Short Tutorials (Friday, October 21, 2022)
[Short Tutorial 1] 12:40~13:20
The Turn of Moore’s Law from Space to Time – The Crisis, The Perspective and The Strategy.
Liming Xiu earned B.S. and M.S. degrees in physics from Tsinghua University, China, in 1986 and 1988, respectively. He earned an MEEE degree from Texas A&M University, USA, in 1995. From 1995 to 2009, he worked for Texas Instruments, Dallas, USA, as a senior member of the Technical Staff. From 2009 to 2012, he was the chief clock architect of Novatek Microelectronics, Taiwan. From 2012 to 2015, he was VP for research at Kairos Microsystems, Dallas, USA. Since 2015, he has worked for BOE Technology Group, Beijing, China, as chief scientist of IC technology and VP for research. He served as VP of IEEE CASS from 2009 to 2010. He is the inventor of the Flying-Adder frequency synthesis architecture and an advocate of the time-average-frequency concept and theory. He has 36 US patents. He has published numerous IEEE journal and conference papers, four books as the sole author, and three book chapters as an invited author.
A space-induced crisis is recognized as the cause of trouble that Moore’s Law is currently facing. The contemporary practice of this empirical law is considered as happening within a space-dominant paradigm. An alternative of exploiting potential in the dimension of time is identified as an emerging paradigm in microelectronics. The new practice is termed a time-oriented paradigm. It is justified as the turn of Moore’s Law from space to time. The resultant Time-Moore strategy is envisioned as the next-generation enabler for continuing Moore’s Law’s pursuit of everhigher information processing power and efficiency. It also serves as the perpetuation of the spirit that Moore’s law is nothing but a collective storied history of innovations. In the first part of this tutorial, by following Thomas Kuhn’s seminal work around the concepts of paradigm and scientific revolution, the argument for the Time-Moore strategy (Time-Moore: to use time more) and the paradigm shift from space to time is carried out through philosophical persuasion rather than technical proof due to the difficult challenge of change-of-mindset. The second part provides solid technical materials for supporting this transition from the old paradigm to the new one. The goal of this tutorial is to reevaluate the contemporary practice of microelectronics, identify the cause of the current crisis, advocate a change-of-mindset to circumvent the crisis, and ultimately point out a new route for advancing. After achieving so many unprecedented accomplishments through several decades of relentless endeavor, it’s time for the big ship of Moore’s Law to make a turn.

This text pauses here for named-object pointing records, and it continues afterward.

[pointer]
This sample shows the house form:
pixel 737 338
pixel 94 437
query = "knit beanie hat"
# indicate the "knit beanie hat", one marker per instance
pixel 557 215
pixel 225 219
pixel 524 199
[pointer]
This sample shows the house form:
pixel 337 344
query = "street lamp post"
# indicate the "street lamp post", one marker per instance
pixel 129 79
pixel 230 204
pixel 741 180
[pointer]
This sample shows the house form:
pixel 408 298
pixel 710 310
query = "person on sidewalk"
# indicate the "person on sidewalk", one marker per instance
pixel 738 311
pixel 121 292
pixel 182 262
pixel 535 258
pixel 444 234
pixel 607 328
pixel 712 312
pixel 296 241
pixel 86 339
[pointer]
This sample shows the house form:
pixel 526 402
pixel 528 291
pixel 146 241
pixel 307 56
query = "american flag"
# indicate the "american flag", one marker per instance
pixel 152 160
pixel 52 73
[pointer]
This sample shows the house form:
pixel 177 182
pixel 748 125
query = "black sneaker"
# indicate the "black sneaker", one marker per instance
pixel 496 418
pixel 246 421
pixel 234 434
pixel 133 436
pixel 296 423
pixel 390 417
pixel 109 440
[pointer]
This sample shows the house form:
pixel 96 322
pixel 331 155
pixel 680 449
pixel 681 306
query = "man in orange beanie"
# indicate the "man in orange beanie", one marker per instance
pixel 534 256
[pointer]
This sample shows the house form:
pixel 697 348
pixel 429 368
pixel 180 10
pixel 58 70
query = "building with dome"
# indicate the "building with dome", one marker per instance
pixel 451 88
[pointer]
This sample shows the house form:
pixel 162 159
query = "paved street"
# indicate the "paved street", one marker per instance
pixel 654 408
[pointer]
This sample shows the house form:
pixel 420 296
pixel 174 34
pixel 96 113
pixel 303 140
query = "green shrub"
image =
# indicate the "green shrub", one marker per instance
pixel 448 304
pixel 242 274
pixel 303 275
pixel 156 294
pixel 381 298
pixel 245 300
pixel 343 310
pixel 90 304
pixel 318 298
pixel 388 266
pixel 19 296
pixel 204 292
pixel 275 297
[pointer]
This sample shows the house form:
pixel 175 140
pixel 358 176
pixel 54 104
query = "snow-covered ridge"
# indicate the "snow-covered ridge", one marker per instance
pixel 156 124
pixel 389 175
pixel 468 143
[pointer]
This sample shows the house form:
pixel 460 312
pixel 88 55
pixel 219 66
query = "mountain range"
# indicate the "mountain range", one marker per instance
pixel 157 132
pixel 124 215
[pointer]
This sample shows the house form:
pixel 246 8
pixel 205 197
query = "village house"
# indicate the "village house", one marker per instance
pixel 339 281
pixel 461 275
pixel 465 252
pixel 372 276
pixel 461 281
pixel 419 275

[Short Tutorial 2] 12:40~13:20
Designing Efficient Deep Neural Network Training Processor
2009, B.S. in electrical engineering, Seoul National University
2014, Ph.D. in electrical engineering, University of Michigan, Ann Arbor
2014 – 2015, Postdoctoral Associate, MIT
2016 – Present, Assistant/Associate Professor, Seoul National University
Deep learning algorithms gathered serious attention due to their outstanding performance in various tasks. Their application areas are fast expanding from computer vision and speech recognition to multi-modal understanding. While power-saving techniques such as quantization, network compression, and pruning have been successfully adopted in pre-trained models, they often become next to useless when applied to the training process. This talk will discuss various algorithmic and hardware optimization techniques enabling energy-efficient training processors.